Spot prawns: The best spot prawns arguably come from the cold waters of the Strait of Juan de Fuca and along B.C.’s Inside Passage. They should be fresh and lightly cooked, with a squirt of lemon. Pair with aromatic dry white wines like Riesling, Pinot Blanc and Viognier.
Black cod or sablefish: This is an oily, soft-textured, highly coveted fish that’s similar to Chilean sea bass. It may be used for sushi, or it can be baked or broiled. Kasu cod recipes call for marinating the fish for up to three days. Pair this with a rich, oaked Chardonnay.
Jon Rowley’s Etiquette Tips for Eating Oysters
Seattle-based seafood consultant Jon Rowley is a man in love with oysters.
“We have more species of oysters here in the Northwest than probably anywhere else in the world,” says Rowley. “It’s because of the hatcheries. And the waters here are pretty darn good, so the oysters have a really clean taste to them. We have many varieties: Pacifics, Virginicas (Totten Inlet’s could be the best in the country), Kumamoto, Olympia (our native oyster, and Mark Twain’s favorite food), and more.”
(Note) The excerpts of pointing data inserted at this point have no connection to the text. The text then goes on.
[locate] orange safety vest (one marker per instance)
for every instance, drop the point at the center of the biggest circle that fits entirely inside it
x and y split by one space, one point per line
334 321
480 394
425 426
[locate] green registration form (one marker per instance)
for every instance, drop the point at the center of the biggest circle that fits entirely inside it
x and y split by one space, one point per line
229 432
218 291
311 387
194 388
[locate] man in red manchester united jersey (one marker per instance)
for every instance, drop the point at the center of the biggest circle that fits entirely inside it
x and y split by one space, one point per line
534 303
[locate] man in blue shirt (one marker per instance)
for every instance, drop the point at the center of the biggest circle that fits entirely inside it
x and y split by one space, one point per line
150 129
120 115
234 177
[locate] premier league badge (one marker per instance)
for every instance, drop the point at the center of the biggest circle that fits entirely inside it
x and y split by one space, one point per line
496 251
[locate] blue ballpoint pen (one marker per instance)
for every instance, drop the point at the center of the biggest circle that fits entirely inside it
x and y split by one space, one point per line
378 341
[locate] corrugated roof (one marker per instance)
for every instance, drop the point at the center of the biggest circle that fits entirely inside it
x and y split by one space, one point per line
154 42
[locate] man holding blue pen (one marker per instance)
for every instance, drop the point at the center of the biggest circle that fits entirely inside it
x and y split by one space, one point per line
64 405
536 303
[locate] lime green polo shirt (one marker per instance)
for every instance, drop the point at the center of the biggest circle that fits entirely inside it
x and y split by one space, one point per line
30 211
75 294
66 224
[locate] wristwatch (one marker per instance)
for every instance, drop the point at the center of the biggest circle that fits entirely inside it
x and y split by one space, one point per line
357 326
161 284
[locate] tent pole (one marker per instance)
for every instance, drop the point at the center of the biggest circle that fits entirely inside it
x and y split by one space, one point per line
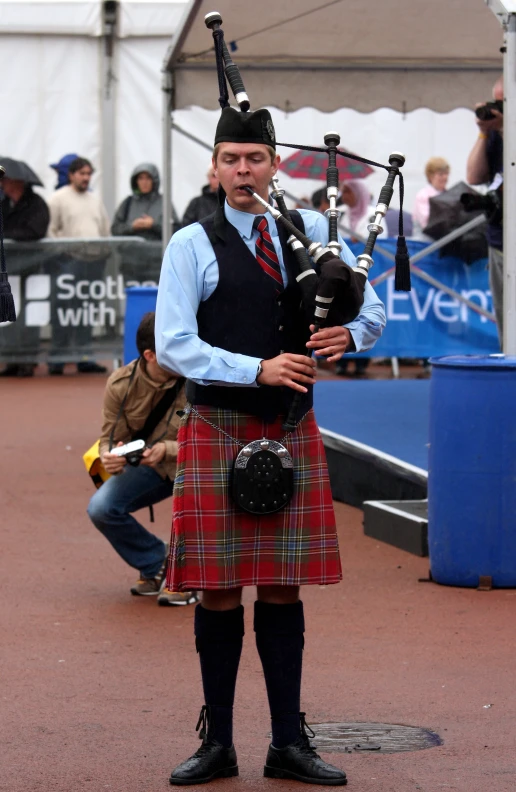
108 151
509 189
167 106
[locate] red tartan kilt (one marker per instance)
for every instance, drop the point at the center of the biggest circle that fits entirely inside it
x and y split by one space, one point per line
215 545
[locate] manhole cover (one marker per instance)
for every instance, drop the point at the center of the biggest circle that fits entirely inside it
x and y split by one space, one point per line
372 737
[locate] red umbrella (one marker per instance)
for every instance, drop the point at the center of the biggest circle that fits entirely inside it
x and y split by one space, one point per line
313 164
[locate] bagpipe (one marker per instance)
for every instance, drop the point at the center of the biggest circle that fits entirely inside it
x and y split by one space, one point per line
332 291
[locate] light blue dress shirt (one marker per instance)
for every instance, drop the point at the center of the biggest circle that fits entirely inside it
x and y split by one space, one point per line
189 275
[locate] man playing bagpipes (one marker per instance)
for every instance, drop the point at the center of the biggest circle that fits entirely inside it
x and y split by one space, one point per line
229 318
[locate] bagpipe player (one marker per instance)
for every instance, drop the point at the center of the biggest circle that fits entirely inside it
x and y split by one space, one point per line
229 319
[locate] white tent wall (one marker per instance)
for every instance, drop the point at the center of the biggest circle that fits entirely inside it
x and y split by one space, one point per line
420 135
138 106
49 95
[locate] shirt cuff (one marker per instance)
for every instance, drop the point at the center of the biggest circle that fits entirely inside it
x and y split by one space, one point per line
247 371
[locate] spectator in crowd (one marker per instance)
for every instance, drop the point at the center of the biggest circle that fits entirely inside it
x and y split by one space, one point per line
205 203
134 406
75 211
437 172
26 219
356 197
61 168
26 215
485 166
141 213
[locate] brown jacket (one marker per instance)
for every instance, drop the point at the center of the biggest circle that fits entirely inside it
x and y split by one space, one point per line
144 393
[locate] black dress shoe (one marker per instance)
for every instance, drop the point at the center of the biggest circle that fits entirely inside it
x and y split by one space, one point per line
211 761
300 762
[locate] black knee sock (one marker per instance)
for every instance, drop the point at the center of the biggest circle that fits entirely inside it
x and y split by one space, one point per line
218 638
279 640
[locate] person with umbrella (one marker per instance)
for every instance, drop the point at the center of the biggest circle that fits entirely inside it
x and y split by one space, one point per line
26 215
26 218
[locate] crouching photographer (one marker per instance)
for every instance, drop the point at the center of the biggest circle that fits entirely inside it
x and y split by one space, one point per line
485 166
138 449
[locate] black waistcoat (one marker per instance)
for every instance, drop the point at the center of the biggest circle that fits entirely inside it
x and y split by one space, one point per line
246 315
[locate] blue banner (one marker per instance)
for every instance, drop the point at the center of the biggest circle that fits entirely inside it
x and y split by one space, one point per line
427 321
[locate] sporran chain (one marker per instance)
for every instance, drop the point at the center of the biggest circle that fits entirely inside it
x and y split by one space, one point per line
191 408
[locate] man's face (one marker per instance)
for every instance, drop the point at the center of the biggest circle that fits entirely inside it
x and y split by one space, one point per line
248 164
212 180
439 180
144 182
80 180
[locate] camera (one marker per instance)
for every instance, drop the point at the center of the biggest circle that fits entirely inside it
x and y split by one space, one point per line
132 452
491 204
484 111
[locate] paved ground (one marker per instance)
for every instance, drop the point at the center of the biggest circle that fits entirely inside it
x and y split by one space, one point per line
100 691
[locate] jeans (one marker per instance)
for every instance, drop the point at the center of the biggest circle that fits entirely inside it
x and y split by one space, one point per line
110 511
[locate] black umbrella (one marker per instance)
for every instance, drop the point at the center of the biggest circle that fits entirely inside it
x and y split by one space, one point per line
446 214
19 171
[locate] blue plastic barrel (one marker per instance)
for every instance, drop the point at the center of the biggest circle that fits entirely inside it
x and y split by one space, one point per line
140 300
472 470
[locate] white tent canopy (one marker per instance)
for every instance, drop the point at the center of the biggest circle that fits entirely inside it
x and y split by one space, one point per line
76 78
401 54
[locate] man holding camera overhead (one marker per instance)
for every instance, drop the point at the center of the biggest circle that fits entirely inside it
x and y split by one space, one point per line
141 401
485 166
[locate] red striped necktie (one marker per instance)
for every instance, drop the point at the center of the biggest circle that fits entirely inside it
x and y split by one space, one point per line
265 252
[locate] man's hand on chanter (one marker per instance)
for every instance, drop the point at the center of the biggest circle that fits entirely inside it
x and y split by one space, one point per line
112 463
490 124
331 342
153 456
290 370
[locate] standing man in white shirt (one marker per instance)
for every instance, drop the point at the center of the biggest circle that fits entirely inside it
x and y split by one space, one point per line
75 211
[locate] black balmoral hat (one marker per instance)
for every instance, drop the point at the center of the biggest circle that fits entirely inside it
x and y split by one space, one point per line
237 127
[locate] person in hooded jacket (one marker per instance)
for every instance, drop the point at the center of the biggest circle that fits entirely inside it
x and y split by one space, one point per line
204 204
141 213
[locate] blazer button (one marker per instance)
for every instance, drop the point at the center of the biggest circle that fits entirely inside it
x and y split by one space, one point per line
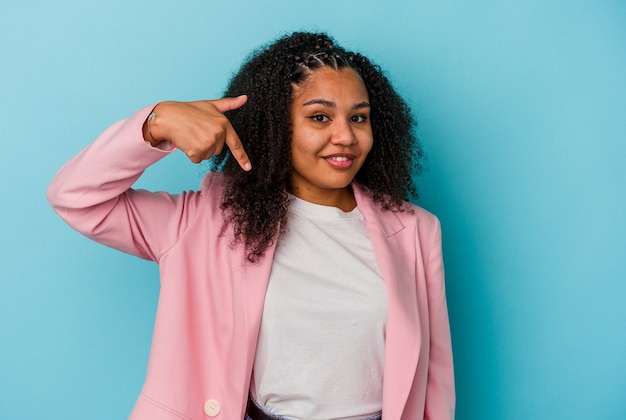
211 408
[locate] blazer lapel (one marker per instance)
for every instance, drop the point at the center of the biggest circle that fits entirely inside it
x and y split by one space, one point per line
394 245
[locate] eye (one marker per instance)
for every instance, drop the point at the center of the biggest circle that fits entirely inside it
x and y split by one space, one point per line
320 118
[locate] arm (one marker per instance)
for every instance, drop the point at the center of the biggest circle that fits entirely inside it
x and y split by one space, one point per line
92 191
440 394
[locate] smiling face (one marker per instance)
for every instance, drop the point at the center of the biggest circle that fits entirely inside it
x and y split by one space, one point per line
331 137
“A new and exciting development in the half-shell growing business is tumbling the oysters,” says Rowley. “This creates a deeper cup and a softer shell–– it’s like tumbling a rock. It’s done with mesh bags with a float on one end and steel cable on the other. The tide picks the float up and the oysters tumble to the bottom, so they tumble in the tide four times a day. It’s very effective. They come out very sexy, uniform in size and shape. Taylor [Shellfish Farms] calls theirs Shigoku—Hama Hama [Oyster Company] has one called Blue Pool.”
When asked for a recipe, Rowley offers this advice. “Let the wine be the condiment. I encourage people to have the oyster just as it is––no cocktail sauce, or anything in the way of the wine. Chew the oyster well––there’s sweetness, minerals, salt, all kinds of flavors that go to every part of your palate. Then follow chewing the oyster with a sip of wine––that’s the condiment.”
Visit oysterwine.com for results of the recent 18th-annual Pacific Coast Oyster Wine Competition. Organized by Rowley and hosted by Taylor Shellfish Farms, the goal is to find the best “oyster wines” made in America.
This year’s 10 winners include no less than six Pinot Gris, along with a pair of Sauvignon Blancs, a Pinot Blanc and a dry Chenin Blanc. My own palate would favor a very crisp Washington Sauvignon Blanc—all stainless fermented. Among the best are the 2011 selections from Waterbrook, Jones of Washington and Washington Hills, as well as the 2010 from Mercer Estates.